The baby has been doing a new thing lately.  I'm not sure what exactly is going on in there and I'm not even sure I can explain the feeling, but I'll try because he seems to like doing it...a lot, especially to my left side.  This happens almost every day now.  If you watch the Food Network constantly like I do, especially around Thanksgiving, they show you how to do stuff to turkeys.  This feels like that thing they do where they put their hand between the skin and turkey meat and wiggle their fingers to separate the skin from the meat in order to put things like butter and herbs in there.  Yes, that's what it feels like, minus the butter and herbs.  I don't know if that's okay or not, or if he's really separating my skin from my muscle (what little muscle is left).  Ew.

Friday, September 21, 2012

Leg, punching bag... same thing

It's official, I'm gigantic.  No, like, really big.  When I sit, my Budda belly pushes against my legs.  I think there's so much belly pressure against my legs that the baby starts punching my legs to tell me that I'm squishing him.  What the heck?  I didn't know that was possible.  People at work really want to rub my belly, but once the get within an inch or so, they switch to a hover around a crystal ball movement.

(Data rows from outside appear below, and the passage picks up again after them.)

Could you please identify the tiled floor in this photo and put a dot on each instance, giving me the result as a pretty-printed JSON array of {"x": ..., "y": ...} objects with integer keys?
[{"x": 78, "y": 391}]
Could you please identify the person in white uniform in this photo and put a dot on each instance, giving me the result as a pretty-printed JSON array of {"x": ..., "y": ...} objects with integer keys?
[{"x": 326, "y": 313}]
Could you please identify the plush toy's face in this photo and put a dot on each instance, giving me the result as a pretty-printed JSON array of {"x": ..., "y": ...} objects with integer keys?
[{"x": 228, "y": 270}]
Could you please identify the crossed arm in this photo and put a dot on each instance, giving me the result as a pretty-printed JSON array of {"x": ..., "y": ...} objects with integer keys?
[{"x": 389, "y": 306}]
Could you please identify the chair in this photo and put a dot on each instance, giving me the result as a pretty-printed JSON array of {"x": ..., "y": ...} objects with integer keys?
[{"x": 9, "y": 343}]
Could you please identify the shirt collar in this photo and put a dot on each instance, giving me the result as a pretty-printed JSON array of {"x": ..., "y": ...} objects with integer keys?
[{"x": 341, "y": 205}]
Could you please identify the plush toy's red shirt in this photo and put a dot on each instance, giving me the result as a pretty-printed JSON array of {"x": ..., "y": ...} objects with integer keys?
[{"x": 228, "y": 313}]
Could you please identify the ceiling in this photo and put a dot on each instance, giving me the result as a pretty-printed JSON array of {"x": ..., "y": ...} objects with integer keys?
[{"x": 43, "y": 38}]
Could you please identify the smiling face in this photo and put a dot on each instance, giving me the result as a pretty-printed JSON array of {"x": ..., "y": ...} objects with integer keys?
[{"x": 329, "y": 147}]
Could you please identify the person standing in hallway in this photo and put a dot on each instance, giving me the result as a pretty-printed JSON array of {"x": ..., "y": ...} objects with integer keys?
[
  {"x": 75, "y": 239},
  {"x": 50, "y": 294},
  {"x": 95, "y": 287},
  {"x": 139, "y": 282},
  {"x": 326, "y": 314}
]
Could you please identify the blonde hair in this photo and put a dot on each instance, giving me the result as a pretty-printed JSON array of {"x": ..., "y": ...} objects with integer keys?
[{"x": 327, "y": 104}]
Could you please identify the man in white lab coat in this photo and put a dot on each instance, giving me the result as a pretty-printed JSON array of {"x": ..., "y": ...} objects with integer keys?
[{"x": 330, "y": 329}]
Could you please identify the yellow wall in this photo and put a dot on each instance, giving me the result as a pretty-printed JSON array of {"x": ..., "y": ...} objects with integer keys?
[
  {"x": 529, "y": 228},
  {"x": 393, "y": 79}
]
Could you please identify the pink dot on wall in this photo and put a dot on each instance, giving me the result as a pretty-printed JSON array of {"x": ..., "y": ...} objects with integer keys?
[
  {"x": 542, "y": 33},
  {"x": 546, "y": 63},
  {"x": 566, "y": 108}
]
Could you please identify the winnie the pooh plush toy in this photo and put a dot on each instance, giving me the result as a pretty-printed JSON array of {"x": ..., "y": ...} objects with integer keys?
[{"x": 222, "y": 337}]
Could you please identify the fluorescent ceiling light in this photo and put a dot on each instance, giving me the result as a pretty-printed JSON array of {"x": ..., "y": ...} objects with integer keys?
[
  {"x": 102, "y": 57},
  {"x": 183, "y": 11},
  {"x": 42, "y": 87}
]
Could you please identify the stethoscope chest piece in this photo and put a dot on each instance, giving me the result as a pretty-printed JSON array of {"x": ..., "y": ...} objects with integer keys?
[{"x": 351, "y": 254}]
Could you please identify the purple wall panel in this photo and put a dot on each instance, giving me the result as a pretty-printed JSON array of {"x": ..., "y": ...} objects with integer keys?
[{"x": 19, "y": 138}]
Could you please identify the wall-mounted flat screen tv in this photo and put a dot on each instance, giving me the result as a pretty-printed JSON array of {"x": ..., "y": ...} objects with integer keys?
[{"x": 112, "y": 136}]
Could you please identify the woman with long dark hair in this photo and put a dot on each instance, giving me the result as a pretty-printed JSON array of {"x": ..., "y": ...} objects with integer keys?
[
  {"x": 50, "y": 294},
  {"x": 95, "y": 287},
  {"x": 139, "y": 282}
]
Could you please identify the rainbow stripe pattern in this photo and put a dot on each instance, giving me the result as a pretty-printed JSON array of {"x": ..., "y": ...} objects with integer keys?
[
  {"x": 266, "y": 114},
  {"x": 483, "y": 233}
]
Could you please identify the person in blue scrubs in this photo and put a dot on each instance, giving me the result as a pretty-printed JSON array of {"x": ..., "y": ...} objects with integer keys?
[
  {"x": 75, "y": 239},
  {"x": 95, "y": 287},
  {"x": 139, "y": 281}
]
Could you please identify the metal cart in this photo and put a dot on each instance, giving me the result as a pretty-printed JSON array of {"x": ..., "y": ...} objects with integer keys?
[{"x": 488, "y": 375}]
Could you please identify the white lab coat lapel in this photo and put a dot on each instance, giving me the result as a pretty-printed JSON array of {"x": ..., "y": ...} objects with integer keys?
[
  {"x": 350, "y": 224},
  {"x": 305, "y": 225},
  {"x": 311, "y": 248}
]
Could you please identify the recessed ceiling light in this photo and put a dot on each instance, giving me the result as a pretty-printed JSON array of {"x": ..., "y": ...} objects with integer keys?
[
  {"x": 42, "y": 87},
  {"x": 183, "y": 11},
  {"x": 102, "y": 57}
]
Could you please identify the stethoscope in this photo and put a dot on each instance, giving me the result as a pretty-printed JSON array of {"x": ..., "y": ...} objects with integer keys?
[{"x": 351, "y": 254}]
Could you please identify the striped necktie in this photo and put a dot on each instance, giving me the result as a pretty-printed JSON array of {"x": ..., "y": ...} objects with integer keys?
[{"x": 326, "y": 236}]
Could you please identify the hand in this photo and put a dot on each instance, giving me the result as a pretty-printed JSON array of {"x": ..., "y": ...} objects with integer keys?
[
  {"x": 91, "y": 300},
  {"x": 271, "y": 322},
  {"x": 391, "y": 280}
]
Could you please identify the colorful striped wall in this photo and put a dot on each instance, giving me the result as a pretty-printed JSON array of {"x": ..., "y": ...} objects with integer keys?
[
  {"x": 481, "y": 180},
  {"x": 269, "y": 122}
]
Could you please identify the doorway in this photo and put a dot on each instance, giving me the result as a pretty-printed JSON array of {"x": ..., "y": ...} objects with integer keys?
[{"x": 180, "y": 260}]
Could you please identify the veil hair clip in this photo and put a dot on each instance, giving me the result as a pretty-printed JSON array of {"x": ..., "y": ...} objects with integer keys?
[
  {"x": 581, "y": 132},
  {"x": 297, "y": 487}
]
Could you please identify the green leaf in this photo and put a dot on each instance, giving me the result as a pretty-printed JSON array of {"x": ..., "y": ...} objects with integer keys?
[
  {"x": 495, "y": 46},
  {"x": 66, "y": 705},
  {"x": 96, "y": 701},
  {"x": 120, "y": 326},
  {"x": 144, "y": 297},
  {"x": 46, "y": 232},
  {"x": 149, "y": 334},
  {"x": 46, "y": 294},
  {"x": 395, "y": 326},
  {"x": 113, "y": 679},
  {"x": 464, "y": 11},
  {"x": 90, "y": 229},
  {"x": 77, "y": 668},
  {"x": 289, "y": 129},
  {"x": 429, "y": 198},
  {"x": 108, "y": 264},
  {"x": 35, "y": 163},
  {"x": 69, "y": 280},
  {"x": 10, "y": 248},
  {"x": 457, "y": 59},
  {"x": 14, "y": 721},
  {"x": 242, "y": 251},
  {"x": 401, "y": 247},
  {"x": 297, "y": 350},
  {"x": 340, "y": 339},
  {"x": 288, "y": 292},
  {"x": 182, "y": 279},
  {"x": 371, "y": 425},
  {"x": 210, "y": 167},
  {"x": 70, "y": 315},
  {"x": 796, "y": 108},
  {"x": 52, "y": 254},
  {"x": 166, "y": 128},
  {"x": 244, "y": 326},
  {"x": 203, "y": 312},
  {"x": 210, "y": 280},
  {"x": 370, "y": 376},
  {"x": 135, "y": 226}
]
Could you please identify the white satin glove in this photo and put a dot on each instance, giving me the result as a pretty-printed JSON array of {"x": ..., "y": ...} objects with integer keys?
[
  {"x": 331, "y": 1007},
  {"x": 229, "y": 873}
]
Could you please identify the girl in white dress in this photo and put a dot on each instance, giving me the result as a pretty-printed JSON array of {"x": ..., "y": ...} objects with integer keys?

It's not so bad, but besides not eating hot dogs, the sleepless nights, and my new kankles, it's pumpkin latte time and I'm missing out.  I'm kind of sad.  I stood in front of the pumpkin latte poster eating it with my eyes like I do every morning at work with the doughnuts in the cafeteria at work.

Sunday, September 9, 2012

Monkeys and the Mechanical Engineer

I had my Tuscon region baby shower!  The baby got so many gifts and little clothes.  There were cute little monkey decorations and great cake.  I may have accidentally ate 3 pieces of cake.  It wasn't all at once, it was kind of over several hours, and besides, I'm pregnant so it's totally okay.  I went through all the baby gifts and organized them and then re-organized them.  Mike put a bunch of stuff together and it didn't take him long at all.  I think he liked putting it all together : ).  So, I think we're all set now!  I'm pretty sure we're ready, but I don't really know since I've never done this before.  There are some more things I'd like to get done, but they're not "need to do" type of things.  But, I'm so big now that I don't think I could do any of them very easily anymore.  I'm so big that a girl at the checkout said that she was pregnant with 6 pound twins and she said that she wasn't as big as me.

Tuesday, August 21, 2012

Oh ya, it's Mike's baby


33 weeks
People are so nice to pregnant people!  I dropped a jello box at the store and someone came over to pick it up before I could finish thinking about how to pick it up.  So many people have come up to me and just started talking to me, asking me questions, or making fat jokes (e.g. "lay off the beer, man").  Although, I'm still getting the "are you having twins" question quite a bit.  I will give them some credit because we had an ultra sound done and they estimated that the baby is 5 pounds!  The Internet indicates that he should have been 3 3/4 pounds.  This is going to be one healthy baby boy!  The woman doing the ultrasound was impressed at how well his hair showed up and said that he must have a lot of hair.  It showed up as little wispy tufts in the ultrasound.  It was crazy and more than amazing, it was crazamazing.  I think he's going to look like Mike, which I'm pretty happy about, in case there was any doubt that it's Mike's baby.  : )

Anyway, we did our first load of baby laundry!  I didn't know if all of it should be washed or just the newborn to 3 month old clothes, but if this baby is really 5 pounds right now, he will be wearing everything in the first month so I should wash all of it.  So, I washed all of it.